Segmented Landscape Units.

I came across this small sample this week, and was impressed with its age and realised how influential this little doodle has been since 2013 as a stepping stone for many works which add surface stitch to the segments, some examples of which I show below. The hand stitch can be surface design only or may also serve as hand quilting.

I have always found inspiration in landscape shapes, colours and textures. I studied and loved physical geography and geomorphology, in which one draws simple diagrams to illustrate a point or a structure. Like many of us, I’m fascinated by views or slices through layers of rock showing how shifting pressures beneath the Earth’s crust forced movement between overlying layers of rock in response, producing characteristic structural patterns which a geologist can ‘read’ to understand more about the underlying structure and history of an area, all of which is relevant to mineral formation and potential nearby. Erosion and deposition too, result in interesting patterns, so my landscape inspired designs are essentially diagrams in fabric and thread.

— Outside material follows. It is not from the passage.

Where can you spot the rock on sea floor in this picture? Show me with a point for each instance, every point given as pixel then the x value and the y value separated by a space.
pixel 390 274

I began using this arrangement of strips to suggest landscape many times since the early 2000s, with both improvisational patchwork –

Ebb & Flow 2003, 50cm x 60cm Freehand or improvisational patchwork.

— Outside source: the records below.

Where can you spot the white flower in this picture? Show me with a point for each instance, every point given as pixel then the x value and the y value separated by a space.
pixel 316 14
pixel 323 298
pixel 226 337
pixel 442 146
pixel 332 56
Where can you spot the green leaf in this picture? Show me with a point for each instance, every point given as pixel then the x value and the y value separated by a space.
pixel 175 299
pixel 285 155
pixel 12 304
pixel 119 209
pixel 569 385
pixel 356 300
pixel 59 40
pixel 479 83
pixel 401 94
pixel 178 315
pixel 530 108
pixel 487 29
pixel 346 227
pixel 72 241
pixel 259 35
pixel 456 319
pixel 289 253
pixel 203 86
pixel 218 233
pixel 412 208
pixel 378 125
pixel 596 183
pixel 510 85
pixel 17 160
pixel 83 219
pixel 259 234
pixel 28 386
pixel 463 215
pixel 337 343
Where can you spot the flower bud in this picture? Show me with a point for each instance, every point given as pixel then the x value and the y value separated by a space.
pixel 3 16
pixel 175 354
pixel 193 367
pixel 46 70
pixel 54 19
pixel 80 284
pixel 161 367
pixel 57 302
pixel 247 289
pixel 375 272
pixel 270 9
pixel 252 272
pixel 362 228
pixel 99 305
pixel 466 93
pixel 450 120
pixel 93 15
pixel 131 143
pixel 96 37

and also in appliqued leather segments forming the surface design.

Timetracks 3 2006, detail, Leather segments arranged to suggest landscapes in ~5cm square units.
Interestingly I saved this little Aug.2013 gem as “hand quilting sample 13”, clearly having no idea what direction it was really going to lead me towards.
“About Red” 2014 40cmw x 100cm
Land Marks, 2016. squares ~7cm. Machine appliqued Mylar.
This small Ebb&Flow #30, 2023, is my 6″x8″ Spotlight auction donation piece – of that area of black on which the landscape segments are stitched. Photographed against the interesting oilslick-like finished polyester fabric I used in this work.
I love this little sample, Nov. 2022 – it’s wild – but I haven’t yet worked out how to use it in a major work.
Hand dyed fabric segments, ~2018, with smooth edges (fused) and rough edge (hand basted). Fusing the segments enables wider spaced stitching.
This little sample, 2018, of black background with matching oversewing with black thread is one avenue I might explore soon…. I prefer the thicker, perle #8 thread around the orange/yellow join..

My Quilt National ’21 quilt “Pandemic Pattern” featured hundreds of ~1.5cm x ~5cm fabric strips appliqued with straight stitch oversewing. The strips in this case represent the rows of closely spaced, hastily dug fresh graves that we saw in certain parts of the world as the Covid-19 pandemic swept around the globe; so this is a pattern on the landscape, not of landscape shapes themselves, but I mention it here to remind myself that my passion for oversewing strips of fabric did not just come out of the blue in 2020 when I decided to hand stitch the surface design of my first ‘pandemic quilt’.